Agent Experience (AX) and AX testing¶

Most software is now used by agents as well as people. UX asks how easy a tool is for a human. AX (Agent Experience) asks the same question for an agent. ANCHOR treats AX as a first-class design dimension, on par with UX. Its three peer adapters (CLI, MCP, HTTP) exist so an agent, a shell user, and a web UI all reach the same operations with the same semantics.

This page describes how to test AX, the way usability testing validates UX.

AX testing is usability testing with an agent as the subject¶

The protocol mirrors a UX usability test.

Usability test (UX)	AX test
Recruit a representative user.	Spawn a fresh agent with only the real deployment surface: the installed skill plus the registered MCP/CLI. No extra coaching.
Give a realistic task. Do not lead.	Give a realistic task: "set it up", "ingest this", "find what it says about X", "put the spec on a canvas".
Observe hesitation and error.	Read the transcript. Note dead-ends, wrong turns, and false conclusions.
Run a think-aloud protocol.	The agent's visible reasoning is the think-aloud. It comes for free.
Rate severity.	Rate severity by blast radius. A silently false signal is worse than a dead-end, which is worse than an extra round-trip.

The agent narrates its own near-misses. That is the advantage over UX testing. A subject will tell you, in words, "the skill listed no search tool, so my first instinct was to answer 'no search exists', which would have been false."

The cardinal AX failure: a surface that lies¶

The dominant failure AX testing surfaces is contract inconsistency. An agent-facing surface tells the agent something untrue. A human cross-checks a tool against the world. An agent trusts the contract. So false confidence is the cardinal AX sin, and contract truth matters more than features.

The principle, in one test subject's words: "I can work around a missing flag. I can't safely work around a tool that tells me something false."

AX heuristics (a starting set)¶

These are the agent analog of Nielsen's usability heuristics.

Contract truth. Every surface agrees. The skill, the tool list, the command output, and any verdict describe the same reality.
Pure machine output. stdout is parseable. Logs, progress, and chatter go to stderr. Errors are structured objects with a code and a hint, never a raw traceback.
Single-round-trip sufficiency. A result carries what the agent needs to act and to cite, without a follow-up call. A search hit includes the text and the page and the bbox.
Honest verdicts. A gate fails only when the real operation would fail. A check that cries wolf is worse than no check.
Discoverability from the skill alone. An agent reading only the skill can find the capability. A real tool that the skill omits does not exist, as far as the agent is concerned.
Self-correcting, legible errors. The tool repairs bad input where it can, and explains what to do when it cannot.

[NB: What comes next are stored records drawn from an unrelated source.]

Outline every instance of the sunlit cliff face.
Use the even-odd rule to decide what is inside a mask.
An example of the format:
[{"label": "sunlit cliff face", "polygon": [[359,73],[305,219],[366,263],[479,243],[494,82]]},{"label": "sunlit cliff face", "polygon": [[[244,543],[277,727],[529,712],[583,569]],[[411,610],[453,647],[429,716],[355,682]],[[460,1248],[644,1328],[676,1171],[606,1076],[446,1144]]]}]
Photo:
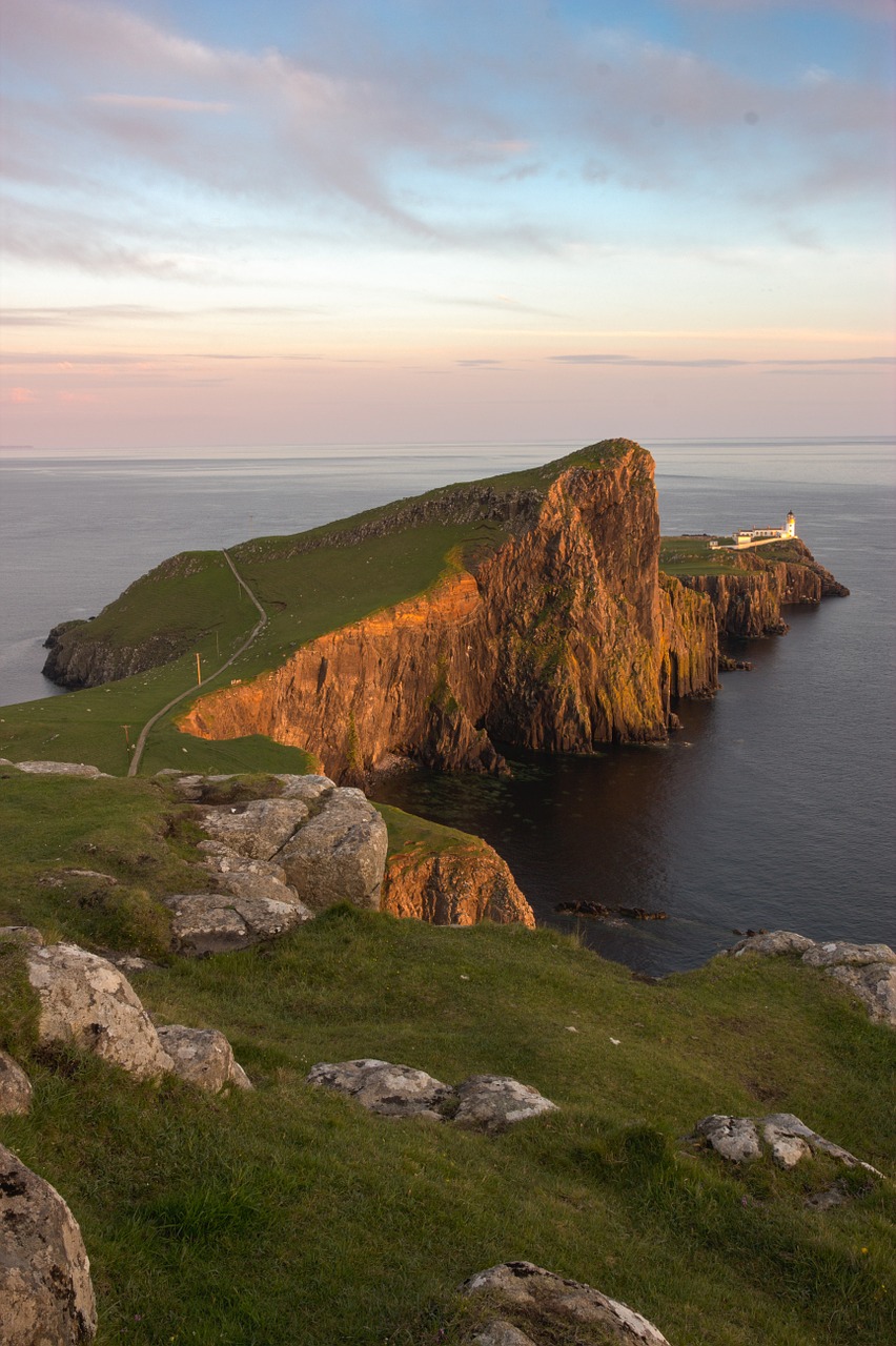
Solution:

Worked example: one ANCHOR AX-test session¶

A fresh agent was asked to set up ANCHOR with a personal key, ingest a PDF, and find content in it. It succeeded at the task. It also produced these findings.

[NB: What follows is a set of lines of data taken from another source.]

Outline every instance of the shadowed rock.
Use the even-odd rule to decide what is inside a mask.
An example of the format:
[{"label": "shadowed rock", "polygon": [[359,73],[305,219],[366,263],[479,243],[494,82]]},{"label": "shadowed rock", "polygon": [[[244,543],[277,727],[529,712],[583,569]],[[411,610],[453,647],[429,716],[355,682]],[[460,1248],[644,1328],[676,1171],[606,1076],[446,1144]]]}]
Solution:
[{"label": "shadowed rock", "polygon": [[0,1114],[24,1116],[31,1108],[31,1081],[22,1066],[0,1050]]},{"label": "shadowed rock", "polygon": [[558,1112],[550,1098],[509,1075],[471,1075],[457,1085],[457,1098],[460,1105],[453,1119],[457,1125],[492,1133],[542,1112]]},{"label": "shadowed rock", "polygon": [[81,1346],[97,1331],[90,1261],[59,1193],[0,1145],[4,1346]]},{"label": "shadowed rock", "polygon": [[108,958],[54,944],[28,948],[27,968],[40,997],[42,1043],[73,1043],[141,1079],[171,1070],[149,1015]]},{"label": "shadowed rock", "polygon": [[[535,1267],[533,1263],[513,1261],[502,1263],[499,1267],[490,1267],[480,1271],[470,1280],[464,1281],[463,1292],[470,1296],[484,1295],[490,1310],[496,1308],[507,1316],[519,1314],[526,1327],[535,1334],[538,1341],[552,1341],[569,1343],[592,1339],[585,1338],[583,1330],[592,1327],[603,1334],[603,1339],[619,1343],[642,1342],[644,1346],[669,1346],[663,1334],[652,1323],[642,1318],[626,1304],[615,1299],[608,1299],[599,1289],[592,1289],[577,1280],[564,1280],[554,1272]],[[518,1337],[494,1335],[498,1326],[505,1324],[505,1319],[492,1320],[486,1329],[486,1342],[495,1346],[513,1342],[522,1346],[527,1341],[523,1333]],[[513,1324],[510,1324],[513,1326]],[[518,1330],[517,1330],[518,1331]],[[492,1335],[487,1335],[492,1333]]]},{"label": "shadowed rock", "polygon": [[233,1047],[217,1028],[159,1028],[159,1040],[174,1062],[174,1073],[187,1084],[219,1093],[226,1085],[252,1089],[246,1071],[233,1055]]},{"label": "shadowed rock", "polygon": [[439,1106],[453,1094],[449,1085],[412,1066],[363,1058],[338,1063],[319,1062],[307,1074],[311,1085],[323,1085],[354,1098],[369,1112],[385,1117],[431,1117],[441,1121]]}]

Finding	Heuristic violated	Severity	Status
The skill listed `get_gold_regions` but no search tool, so the agent nearly told the user "no search exists." Search exists across CLI, MCP, and HTTP.	Discoverability, Contract truth	High (false "no")	Fixed: `search_documents` / `anchor search` now in the skill.
`anchor check --probe` reported "not ready" while the real ingest worked. The probe sent a deprecated `max_tokens` the model rejected. Ingestion sends neither token param.	Honest verdicts	High (corrosive false negative)	Fixed: the probe sends no token-cap parameter.
`anchor ingest` mixed RapidOCR INFO logs and progress bars into the output.	Pure machine output	Medium (a stricter parser would choke)	Fixed: `stdout` is pure JSON, noise quieted to `stderr`.
`anchor env create` echoed the resolved config back, including key state. The agent could set up and know it was set up.	(Positive) Contract truth	n/a	Keep. The model for the rest of the CLI.

The through-line: skill ≠ CLI, probe ≠ ingest, logs ≠ stdout. Three instances of one bug. The fix was not a feature. It was making each surface tell the truth.

How to run an AX test on ANCHOR¶

Pick a task a real user would ask for. Keep it end to end.
Start a fresh agent session in a clean folder. Give it the installed skill and the registered MCP or CLI, and nothing else. Do not coach it.
Give the task in one message. Then read, do not help.
Log each friction against the heuristics above, with a severity.
Fix contract inconsistencies first. Add a regression test so the surface cannot drift back. Then improve ergonomics.
Re-run the task to confirm the friction is gone.

Next tier: ergonomics after truth¶

Once the surfaces tell the truth, AX work shifts from correctness to ergonomics. The open item for ANCHOR is a cite-ready search result: anchor search --json (and the matching MCP shape) returning, inline per hit, the full region text, the page, the bbox, the region_id, a section breadcrumb, and optional neighbors. That lets an agent answer and cite in a single call, which is heuristic 3 in practice.